He considered that the seriousness of the harm risked, from falling from the top of a tall ladder, ought to be categorised as level A, while the likelihood fell into the category of medium. That resulted in placing the offences as harm category 2 with reference to the English guideline. The sheriff considered the appellant's size and financial strength, as required by the English guideline. He concluded that given the evidence of an average annual turnover in excess of £52 million, the appellant ought to be categorised as large.

The English guideline pointed him towards a range of fines between £300,000 and £1.5 million, with a suggested starting point of £600,000. He fixed a starting point of £1 million. The sheriff considered that there were no aggravating factors but there were a number of mitigating factors, including the:

  • absence of any previous convictions;
  • formerly exemplary health and safety record;
  • appellant's successful aim of assisting former armed forces personnel to acquire a trade;
  • genuine and ongoing distress of the appellant's employees in relation to the death;
  • immediate steps taken to avoid any repetition of the accident; and
  • full co-operation with the investigating agencies.

He reduced the penalty to £750,000 which he divided into two parts. Compensation to the parents of the deceased of £200,000, and the appellant's fine of £550,000. The appellant made clear at the outset that, should the appeal succeed to any extent, it would not wish any reduction to be made to the compensation order.

The High Court of Justiciary concluded that the case was not exceptional in which the employee's actions ought to have a bearing on the level of financial penalty. The accident happened because the deceased fell from a ladder.
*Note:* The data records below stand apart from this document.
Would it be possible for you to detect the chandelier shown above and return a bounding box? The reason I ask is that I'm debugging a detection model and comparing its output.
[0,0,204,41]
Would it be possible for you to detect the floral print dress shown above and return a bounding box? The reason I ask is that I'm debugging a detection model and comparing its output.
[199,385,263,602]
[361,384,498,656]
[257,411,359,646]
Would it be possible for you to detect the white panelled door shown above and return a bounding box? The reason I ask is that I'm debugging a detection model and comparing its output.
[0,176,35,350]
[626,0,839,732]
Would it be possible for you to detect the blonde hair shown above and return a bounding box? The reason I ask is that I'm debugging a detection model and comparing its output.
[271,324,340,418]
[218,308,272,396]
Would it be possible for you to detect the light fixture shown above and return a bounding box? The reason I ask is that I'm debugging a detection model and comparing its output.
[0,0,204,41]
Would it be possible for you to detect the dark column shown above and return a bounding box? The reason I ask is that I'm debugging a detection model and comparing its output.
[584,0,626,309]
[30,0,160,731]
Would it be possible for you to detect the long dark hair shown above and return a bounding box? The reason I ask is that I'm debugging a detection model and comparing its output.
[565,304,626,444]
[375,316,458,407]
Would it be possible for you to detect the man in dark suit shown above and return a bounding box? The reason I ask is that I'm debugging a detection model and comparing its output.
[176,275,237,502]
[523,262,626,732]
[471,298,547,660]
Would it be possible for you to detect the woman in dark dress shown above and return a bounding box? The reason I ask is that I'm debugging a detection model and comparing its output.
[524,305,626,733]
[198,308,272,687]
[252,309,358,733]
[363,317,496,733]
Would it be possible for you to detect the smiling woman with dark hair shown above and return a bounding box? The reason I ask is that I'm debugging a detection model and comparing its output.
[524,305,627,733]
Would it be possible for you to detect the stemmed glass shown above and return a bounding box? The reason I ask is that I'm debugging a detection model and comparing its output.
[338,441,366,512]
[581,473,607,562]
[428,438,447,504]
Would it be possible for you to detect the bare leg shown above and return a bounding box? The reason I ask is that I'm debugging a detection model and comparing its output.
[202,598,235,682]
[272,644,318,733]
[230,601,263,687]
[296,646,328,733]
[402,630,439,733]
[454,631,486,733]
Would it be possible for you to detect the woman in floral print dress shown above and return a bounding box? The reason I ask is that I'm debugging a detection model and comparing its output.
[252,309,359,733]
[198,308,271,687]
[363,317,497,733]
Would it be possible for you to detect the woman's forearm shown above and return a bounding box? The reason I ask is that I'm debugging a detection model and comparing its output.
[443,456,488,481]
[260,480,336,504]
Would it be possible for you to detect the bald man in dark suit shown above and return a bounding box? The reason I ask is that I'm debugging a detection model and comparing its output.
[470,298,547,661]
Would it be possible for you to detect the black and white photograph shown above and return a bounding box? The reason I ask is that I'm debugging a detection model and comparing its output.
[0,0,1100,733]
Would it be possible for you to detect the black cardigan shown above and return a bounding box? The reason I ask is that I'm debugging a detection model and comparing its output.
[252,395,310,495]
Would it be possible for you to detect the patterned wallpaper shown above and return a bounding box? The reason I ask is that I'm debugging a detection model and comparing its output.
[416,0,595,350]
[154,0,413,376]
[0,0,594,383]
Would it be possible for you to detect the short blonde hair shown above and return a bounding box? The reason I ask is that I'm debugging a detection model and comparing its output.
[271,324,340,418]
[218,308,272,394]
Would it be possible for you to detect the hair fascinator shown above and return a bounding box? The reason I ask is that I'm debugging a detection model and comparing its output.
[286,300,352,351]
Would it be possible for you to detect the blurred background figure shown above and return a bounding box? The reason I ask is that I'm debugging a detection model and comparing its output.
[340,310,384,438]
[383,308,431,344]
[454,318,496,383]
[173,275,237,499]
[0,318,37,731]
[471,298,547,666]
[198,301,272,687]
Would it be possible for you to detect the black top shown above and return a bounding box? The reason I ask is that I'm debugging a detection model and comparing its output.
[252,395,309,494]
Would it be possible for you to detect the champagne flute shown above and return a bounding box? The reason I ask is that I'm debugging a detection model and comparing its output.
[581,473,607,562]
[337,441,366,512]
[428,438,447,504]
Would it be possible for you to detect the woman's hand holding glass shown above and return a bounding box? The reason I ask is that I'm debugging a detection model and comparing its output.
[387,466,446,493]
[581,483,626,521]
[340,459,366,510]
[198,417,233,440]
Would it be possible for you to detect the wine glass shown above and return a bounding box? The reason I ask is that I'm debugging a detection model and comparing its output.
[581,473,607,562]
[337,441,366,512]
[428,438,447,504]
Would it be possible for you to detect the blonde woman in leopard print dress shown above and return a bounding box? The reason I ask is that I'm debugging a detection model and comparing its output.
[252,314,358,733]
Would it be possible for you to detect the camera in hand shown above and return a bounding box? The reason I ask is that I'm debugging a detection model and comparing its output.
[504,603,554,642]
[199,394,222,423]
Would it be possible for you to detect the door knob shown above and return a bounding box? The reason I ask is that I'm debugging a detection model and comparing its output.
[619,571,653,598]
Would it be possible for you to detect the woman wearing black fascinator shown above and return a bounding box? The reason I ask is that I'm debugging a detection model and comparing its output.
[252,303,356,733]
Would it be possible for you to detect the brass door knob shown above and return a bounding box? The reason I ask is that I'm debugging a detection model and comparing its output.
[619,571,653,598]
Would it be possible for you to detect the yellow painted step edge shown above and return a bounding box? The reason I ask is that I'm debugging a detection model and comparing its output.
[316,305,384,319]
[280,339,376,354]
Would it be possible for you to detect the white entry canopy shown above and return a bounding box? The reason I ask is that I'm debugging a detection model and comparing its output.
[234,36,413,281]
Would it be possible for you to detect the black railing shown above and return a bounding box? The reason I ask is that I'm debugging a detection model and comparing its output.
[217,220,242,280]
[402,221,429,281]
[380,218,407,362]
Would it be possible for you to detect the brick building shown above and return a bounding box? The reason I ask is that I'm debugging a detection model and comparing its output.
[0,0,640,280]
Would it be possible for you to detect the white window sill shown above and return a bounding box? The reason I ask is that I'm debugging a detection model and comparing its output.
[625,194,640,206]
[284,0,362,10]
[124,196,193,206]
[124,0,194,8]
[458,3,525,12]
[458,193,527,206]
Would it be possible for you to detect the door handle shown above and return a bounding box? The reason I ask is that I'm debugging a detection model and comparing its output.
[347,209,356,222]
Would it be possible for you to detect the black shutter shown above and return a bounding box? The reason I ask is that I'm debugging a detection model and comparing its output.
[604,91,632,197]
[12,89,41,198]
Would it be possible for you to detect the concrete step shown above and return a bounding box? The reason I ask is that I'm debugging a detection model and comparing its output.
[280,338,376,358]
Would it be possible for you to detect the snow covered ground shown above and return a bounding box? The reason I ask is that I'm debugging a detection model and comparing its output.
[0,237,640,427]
The appellant was found guilty of charges that reflected its failure to:

  • assess the dangers of employees carrying out such work at height and using improvised methods;
  • provide adequate supervision;
  • take steps to prevent a fall from height;
  • provide suitable and safe work equipment.

"It cannot be said that the accident was not reasonably foreseeable in light of those failures".

The High Court of Justiciary agreed that the sheriff was correct to categorise the appellant as large for the purpose of gaining assistance from the English guideline to check the broad range of fines that might be appropriate. Categorising the company as large was only one part in an exercise that had several steps, including standing back and considering the whole circumstances. In any event, the appellant's relevant accounts for the three-year period ending on 31 March 2021 suggested an average annual turnover of £49.9 million, which would, using the English guideline, take the appellant into the large category. The draft accounts to 31 March 2022 illustrated that turnover had risen to £60.6 million.

"In the present case, the size and financial circumstances of the company were such as to merit a very significant fine to meet the sentencing purposes and the sheriff did not err in looking at the range of figures he did".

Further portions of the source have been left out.